Broadacres’ sustainability drive has received a major boost following a significant investment in our homes to make them more energy efficient.
We have introduced a range of measures across our homes in North Yorkshire, as part of the drive to ensure our customers are warm and that we become a net zero carbon organisation by 2050.
One of the most significant investments has been the switch to low carbon air source heat pumps (ASHPs) to keep homes warm. We recently installed our 800th heat pump, so now 1 in 8 of our homes has one.
Even though all its new build homes now have heat pumps fitted as standard, the vast majority of the 800 pumps have been installed in Broadacres’ existing homes.
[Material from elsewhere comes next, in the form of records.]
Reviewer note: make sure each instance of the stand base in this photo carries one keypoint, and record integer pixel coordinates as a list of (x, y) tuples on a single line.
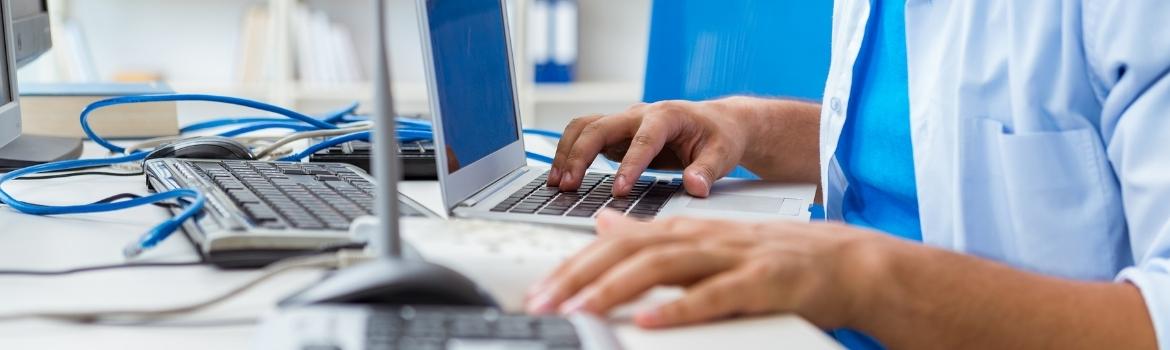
[(391, 282), (29, 150)]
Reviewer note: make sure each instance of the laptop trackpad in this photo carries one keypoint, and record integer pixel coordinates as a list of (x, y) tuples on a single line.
[(747, 199), (741, 203)]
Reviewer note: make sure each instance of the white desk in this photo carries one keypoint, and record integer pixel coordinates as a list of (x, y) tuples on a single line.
[(43, 242)]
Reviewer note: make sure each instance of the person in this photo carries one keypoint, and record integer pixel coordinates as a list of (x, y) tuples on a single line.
[(1025, 143)]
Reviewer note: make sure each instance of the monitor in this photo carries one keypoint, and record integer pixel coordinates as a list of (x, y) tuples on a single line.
[(25, 36), (31, 29), (9, 105), (473, 94), (469, 49)]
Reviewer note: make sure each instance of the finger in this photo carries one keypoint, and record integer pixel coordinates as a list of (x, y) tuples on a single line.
[(587, 266), (709, 165), (566, 141), (672, 263), (590, 142), (716, 297), (653, 134)]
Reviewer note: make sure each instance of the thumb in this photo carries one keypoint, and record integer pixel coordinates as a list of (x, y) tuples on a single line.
[(700, 175)]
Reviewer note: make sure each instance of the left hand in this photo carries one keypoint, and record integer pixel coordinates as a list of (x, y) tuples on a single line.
[(817, 270)]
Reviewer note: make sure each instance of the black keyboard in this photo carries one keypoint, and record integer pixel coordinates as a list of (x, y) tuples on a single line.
[(426, 328), (646, 199), (293, 194)]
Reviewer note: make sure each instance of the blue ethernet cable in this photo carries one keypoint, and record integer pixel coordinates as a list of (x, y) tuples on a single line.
[(256, 127), (155, 235), (338, 116), (176, 97)]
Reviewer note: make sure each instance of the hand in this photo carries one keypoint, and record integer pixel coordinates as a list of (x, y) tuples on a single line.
[(729, 267), (702, 137)]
These have been in areas without access to mains gas, replacing oil and LPG central heating and storage heater systems – although by 2050, a low carbon heating system will be installed in every one of our 6,700 homes.
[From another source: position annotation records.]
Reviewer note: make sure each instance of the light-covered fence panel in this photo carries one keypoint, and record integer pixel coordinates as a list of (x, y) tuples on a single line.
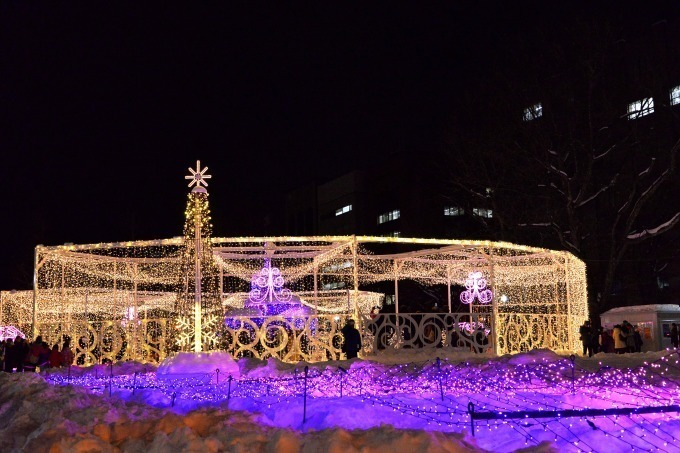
[(461, 331), (147, 340)]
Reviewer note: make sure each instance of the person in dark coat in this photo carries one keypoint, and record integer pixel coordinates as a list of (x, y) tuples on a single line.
[(352, 343), (674, 335)]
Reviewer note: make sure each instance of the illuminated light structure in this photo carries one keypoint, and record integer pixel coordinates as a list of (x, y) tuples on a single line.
[(143, 299), (85, 291), (475, 286), (10, 332)]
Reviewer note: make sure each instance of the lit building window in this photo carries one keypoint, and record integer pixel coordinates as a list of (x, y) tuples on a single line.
[(343, 210), (533, 112), (675, 95), (483, 212), (453, 211), (640, 108), (389, 216)]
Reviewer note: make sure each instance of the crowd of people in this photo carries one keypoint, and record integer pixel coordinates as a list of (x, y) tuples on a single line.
[(621, 339), (19, 355)]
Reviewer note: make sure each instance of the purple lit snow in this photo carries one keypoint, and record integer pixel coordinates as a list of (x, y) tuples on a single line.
[(350, 403)]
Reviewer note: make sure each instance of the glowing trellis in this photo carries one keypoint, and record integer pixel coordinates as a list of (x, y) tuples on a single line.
[(476, 289), (78, 284)]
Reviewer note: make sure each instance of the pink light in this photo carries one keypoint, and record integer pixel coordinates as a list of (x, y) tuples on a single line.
[(476, 288)]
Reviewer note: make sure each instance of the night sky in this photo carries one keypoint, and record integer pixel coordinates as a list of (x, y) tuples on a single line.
[(103, 109)]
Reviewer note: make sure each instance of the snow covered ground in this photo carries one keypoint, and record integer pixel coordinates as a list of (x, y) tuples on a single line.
[(403, 401)]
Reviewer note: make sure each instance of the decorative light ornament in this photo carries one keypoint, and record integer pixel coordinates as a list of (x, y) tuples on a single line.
[(10, 332), (476, 288), (267, 285), (198, 176)]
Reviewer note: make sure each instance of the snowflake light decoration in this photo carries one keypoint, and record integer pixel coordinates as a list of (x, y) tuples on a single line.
[(198, 176), (476, 288), (267, 285)]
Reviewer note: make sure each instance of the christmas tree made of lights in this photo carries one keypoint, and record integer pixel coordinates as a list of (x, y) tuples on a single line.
[(198, 305)]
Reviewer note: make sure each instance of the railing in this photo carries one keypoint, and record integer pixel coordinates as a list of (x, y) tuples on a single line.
[(310, 338)]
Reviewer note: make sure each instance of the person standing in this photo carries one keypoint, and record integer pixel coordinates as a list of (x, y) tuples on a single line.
[(352, 343), (619, 340), (585, 332), (674, 335)]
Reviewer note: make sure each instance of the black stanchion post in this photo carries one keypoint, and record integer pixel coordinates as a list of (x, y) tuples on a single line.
[(439, 377), (304, 403), (342, 372), (471, 413), (229, 391)]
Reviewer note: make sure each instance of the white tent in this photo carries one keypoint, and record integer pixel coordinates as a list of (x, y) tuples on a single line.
[(653, 320)]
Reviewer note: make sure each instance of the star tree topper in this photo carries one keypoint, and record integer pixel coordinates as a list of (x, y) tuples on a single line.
[(198, 176)]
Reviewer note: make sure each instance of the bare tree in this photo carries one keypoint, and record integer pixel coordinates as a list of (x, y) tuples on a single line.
[(573, 167)]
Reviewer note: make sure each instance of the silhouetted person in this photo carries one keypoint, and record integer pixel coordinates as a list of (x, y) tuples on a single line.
[(352, 343), (674, 335)]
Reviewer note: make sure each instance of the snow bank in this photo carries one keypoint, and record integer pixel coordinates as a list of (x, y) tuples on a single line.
[(190, 364), (35, 416)]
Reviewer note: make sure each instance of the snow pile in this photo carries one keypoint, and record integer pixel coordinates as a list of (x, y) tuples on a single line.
[(189, 364), (406, 401), (36, 416)]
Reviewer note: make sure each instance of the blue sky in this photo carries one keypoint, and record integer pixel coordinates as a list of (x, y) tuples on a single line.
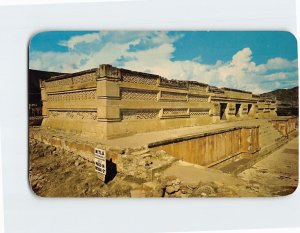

In addition, Broadacres has also been carrying out a range of other work on our existing homes to improve their energy efficiency, including the installation of solar panels, underfloor insulation, loft insulation and replacement windows.
All new windows installed by Broadacres are now triple glazed and in 2023/24 alone, a total of £1.8 million is being spent on a window and door replacement programme.
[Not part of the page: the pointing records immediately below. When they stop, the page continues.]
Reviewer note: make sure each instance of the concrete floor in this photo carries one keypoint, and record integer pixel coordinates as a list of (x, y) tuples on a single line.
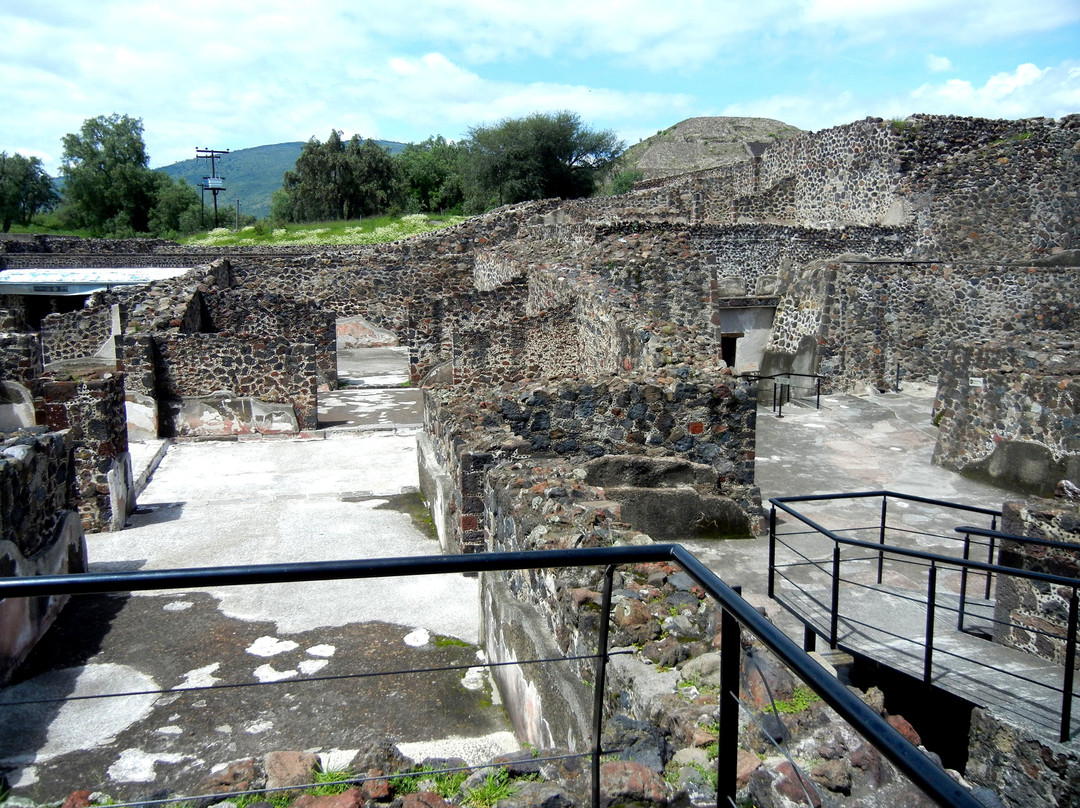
[(349, 493)]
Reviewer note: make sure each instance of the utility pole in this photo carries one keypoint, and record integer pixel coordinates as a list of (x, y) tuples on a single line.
[(214, 184)]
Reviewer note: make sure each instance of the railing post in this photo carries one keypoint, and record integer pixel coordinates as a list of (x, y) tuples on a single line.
[(1070, 658), (928, 660), (834, 620), (601, 682), (885, 506), (963, 581), (727, 752), (772, 550)]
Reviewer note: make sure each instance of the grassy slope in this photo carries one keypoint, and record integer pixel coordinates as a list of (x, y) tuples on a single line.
[(252, 175)]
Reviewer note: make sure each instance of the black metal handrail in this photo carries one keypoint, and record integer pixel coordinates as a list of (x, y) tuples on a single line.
[(933, 561), (736, 614), (785, 389)]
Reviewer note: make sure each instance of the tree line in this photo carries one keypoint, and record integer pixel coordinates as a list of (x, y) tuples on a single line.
[(108, 189)]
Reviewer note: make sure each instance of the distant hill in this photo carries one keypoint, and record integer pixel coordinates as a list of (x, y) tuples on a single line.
[(252, 175), (701, 143)]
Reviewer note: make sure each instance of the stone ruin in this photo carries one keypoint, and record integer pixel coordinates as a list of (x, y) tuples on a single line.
[(591, 366)]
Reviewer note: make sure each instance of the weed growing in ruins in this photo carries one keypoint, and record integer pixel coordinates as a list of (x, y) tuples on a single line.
[(800, 700), (495, 788)]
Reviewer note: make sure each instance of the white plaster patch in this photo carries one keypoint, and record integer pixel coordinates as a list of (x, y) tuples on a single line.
[(337, 759), (473, 678), (418, 638), (136, 766), (79, 724), (271, 646), (267, 673), (200, 677), (22, 778), (473, 751)]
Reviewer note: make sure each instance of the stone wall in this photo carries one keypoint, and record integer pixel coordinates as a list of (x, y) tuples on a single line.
[(1034, 616), (229, 380), (270, 318), (1009, 413), (19, 358), (40, 534), (89, 403), (864, 318), (536, 347), (76, 334), (706, 422)]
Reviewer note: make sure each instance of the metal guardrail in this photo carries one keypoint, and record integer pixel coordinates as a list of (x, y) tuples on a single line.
[(736, 615), (782, 389), (933, 562)]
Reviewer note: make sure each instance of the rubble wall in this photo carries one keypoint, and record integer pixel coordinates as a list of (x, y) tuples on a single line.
[(1033, 615), (75, 334), (40, 534), (91, 408), (1008, 413)]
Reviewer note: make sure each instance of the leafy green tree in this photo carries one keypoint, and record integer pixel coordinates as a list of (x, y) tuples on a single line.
[(623, 182), (538, 157), (338, 180), (25, 188), (108, 186), (432, 175), (176, 207)]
All this combined has helped Broadacres to increase the number of homes which now achieve at least an Energy Performance Certificate (EPC) Band C rating.
In 2020, Broadacres had over 2,000 homes which did not achieve Band C, but this figure is now below 1,400 and we are now on track to have all our homes at this level or higher by 2028 – two years ahead of the 2030 target set by Government.
Among those to benefit from energy efficient investments on their homes is David Cashmore, whose bungalow in Great Ayton has had both an air source heat pump and solar panels installed.
He says: “I used to have storage heaters which were very wasteful on energy, but the heat pump is so much better and more efficient, and I have total control of it so I can shut it off completely when I am not using it to save money.
“The solar panels are also helping because I know the best time to take advantage of them in regard to using electricity, so for example I always cut my grass at these times.”
Funding for this work has come from various sources including Broadacres own capital, as well as the Social Housing Decarbonisation Fund, from which the Association was allocated £2.4 million.
Helen Ball, Broadacres’ Senior Sustainability Manager, said: “We are really pleased with the progress we have made to date on making our existing homes more energy efficient and in particular with the fantastic support we have received from our customers whilst the work has been undertaken on their homes.
“It’s a vital part of our sustainability strategy which will enable us to achieve net zero carbon emission status by 2050.”
Broadacres has also been working on a pilot project which has involved taking four unoccupied homes in Northallerton, Stokesley and Myton-on-Swale, near York, and carrying out a deep retrofit programme of works which will make the homes net zero ready.
The retrofit homes have undergone structural and layout alterations, had new insulated concrete floors installed, external wall insulation (EWI) and stringent air tightness measures and tests completed. Solar PV panels have been installed on them, along with ASHPs and mechanical ventilation heat recovery systems. All homes are now Energy Performance Certificate (EPC) Band A, making them some of Broadacres most efficient homes.
Thirsk MP Kevin Hollinrake recently visited one of these homes, in Myton-on-Swale, and praised Broadacres for the way we are “leading the conversation” when it comes to energy-saving solutions for homes.